A côté des activités énergiques du Frontex, les candidats recalés, beaucoup d’entre eux ont été habités par la déception. Ne pouvant se résigner, ils ont porté plainte contre le passeur ou le commandant de la pirogue. Ainsi, il y a eu beaucoup de tracasseries et d’ennuis dans les villages pêcheurs qui finalement douchent toute envie et la volonté des piroguiers à se faire rapidement de l’argent avec cette aventure périlleuse.

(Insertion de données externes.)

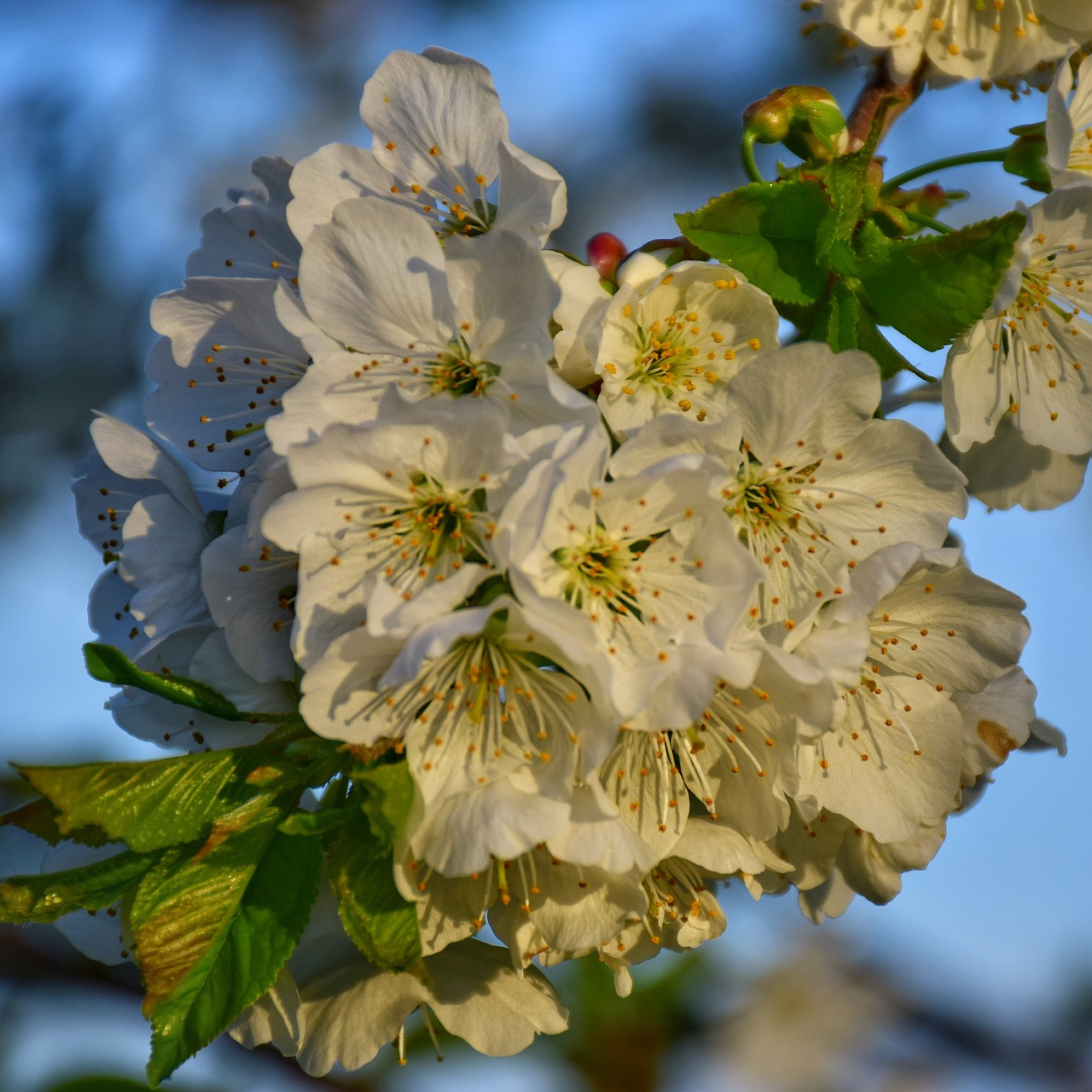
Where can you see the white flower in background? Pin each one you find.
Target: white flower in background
(136, 502)
(552, 905)
(810, 483)
(229, 359)
(673, 346)
(151, 521)
(894, 760)
(250, 238)
(578, 317)
(250, 584)
(1069, 125)
(199, 652)
(386, 304)
(222, 369)
(440, 143)
(1032, 358)
(966, 39)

Au retour de son mari, relate, Fatou Ndiaye, habitante de Diouckoul à Rufisque, les problèmes ont continué. Il a été incarcéré à la police pendant près de deux mois à la suite d’une plainte d’un des candidats qui avait versé 300.000 francs et qui voulait récupérer sa mise.
 
 
Nonobstant cette plainte, il y a le fait qu’une loi a été votée à l’Assemblée nationale pour pénaliser les flux migratoires illicites. Les plages d’embarquement sont, ainsi, vigoureusement surveillées par la police et la gendarmerie.
 
D’autres mesures énergétiques ont été prises après la signature d’un accord entre le Sénégal et l’Espagne qui permettra le rapatriement de près 2000 émigrants moyennant une subvention de 20 millions d’euros soit 14 milliards de francs Cfa. Ce qui a fait sortir de leurs gongs les jeunes rapatriés d’Espagne qui ont estimé qu’ils ont été vendus et ont initié des marches de protestation ainsi que le port des brassards rouges.